I can outline. A good solution would need some theorems and proofs and need at least TeX for the typing, and I can't post TeX on HN.
The problem is essentially in the field of 'facility location' which is a topic in essentially optimization.
The problem statement is a mess, so bad we should not even address the problem. But to start to clean up the problem statement, consider the set of all points in the plane, points with coordinates (x,y) where both x and y are integers. Let's call this set of points the 'grid'.
The problem statement mentioned a "grid" but didn't give a solid definition. Bluntly, the people who wrote the problem don't know how to write math. The problem also mentioned "cells", without even defining them. Even we give a definition, we don't need or want "cells". Uh, guys, it is just 100% absolutely, positively necessary to give precise definitions; intuition just doesn't work as a substitute!
So, for some positive integer n, there are n houses at distinct points in the grid.
Now the problem defines a 'distance' on the grid. For grid points P_1 = (x_1, y_1) and P_2 (x_2, y_2), the 'distance' from point P_1 to point P_2 is
d(P_1, P_2) = max(|x_1 - x_2|, |y_1 - y_2|)
Then easily enough,
d( P_1, P_2 ) = d( P_2, P_1 )
If we work at it, then we should be able to confirm that d is a 'metric'. For the main point left to show, that is the triangle inequality. A serious solution would show that we have a metric; e.g., a serious solution has some theorems and proofs and is not just some code. Sorry 'bout that!
Here let's just assume that d is a metric.
Next, let's assume that d can be extended to a metric on all of the plane. Yes, that would take more theorems and proofs.
Next we argue that for points U, V in the plane d(U, V), with V given and fixed, is a convex function in U.
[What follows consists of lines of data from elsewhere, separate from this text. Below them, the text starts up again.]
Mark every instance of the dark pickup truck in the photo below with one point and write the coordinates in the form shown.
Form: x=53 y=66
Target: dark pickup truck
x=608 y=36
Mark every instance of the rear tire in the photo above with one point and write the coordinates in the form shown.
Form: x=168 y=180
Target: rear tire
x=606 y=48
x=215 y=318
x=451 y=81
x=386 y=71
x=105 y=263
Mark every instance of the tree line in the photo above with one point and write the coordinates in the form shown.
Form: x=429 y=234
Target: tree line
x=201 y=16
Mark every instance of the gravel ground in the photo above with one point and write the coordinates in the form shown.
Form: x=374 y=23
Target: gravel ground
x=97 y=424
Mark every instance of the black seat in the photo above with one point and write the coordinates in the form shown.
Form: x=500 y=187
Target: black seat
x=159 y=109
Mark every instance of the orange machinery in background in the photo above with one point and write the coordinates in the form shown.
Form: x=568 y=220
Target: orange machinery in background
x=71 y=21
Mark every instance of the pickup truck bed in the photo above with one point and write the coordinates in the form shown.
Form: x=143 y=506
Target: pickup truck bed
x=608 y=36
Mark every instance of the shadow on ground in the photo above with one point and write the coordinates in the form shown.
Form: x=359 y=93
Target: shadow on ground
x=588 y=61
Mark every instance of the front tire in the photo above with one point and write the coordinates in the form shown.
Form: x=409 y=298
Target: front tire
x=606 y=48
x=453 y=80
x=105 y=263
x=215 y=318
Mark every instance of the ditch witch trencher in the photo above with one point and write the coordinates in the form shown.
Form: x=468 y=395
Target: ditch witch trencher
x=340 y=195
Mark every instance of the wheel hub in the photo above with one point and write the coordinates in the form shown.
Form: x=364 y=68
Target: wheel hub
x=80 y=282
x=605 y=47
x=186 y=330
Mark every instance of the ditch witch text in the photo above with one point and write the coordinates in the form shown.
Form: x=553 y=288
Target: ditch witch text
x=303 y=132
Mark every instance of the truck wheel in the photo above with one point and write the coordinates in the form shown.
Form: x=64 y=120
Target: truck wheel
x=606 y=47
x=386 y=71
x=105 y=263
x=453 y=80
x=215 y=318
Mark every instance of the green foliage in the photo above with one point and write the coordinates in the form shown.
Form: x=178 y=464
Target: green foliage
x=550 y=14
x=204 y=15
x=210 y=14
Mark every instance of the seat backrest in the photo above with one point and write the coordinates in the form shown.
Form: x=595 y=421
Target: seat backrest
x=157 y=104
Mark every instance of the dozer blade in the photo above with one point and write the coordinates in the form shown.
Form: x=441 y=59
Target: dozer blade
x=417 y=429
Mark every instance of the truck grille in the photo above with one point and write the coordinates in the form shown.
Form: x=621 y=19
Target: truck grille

So, what is a 'convex' function? Consider R as the set of real numbers and the plane as the set R^2. Suppose function f: R^2 --> R. Then f is 'convex' provided for all X, Y in R^2 and all t in [0,1],
f(tX + (1-t)Y) <= tf(X) + (1 - t)f(Y)
Here tX is multiplying the 'vector' X by the scalar t; similarly for (1 - t)Y. So, convex means, intuitively, that the function value is <= a straight line interpolation.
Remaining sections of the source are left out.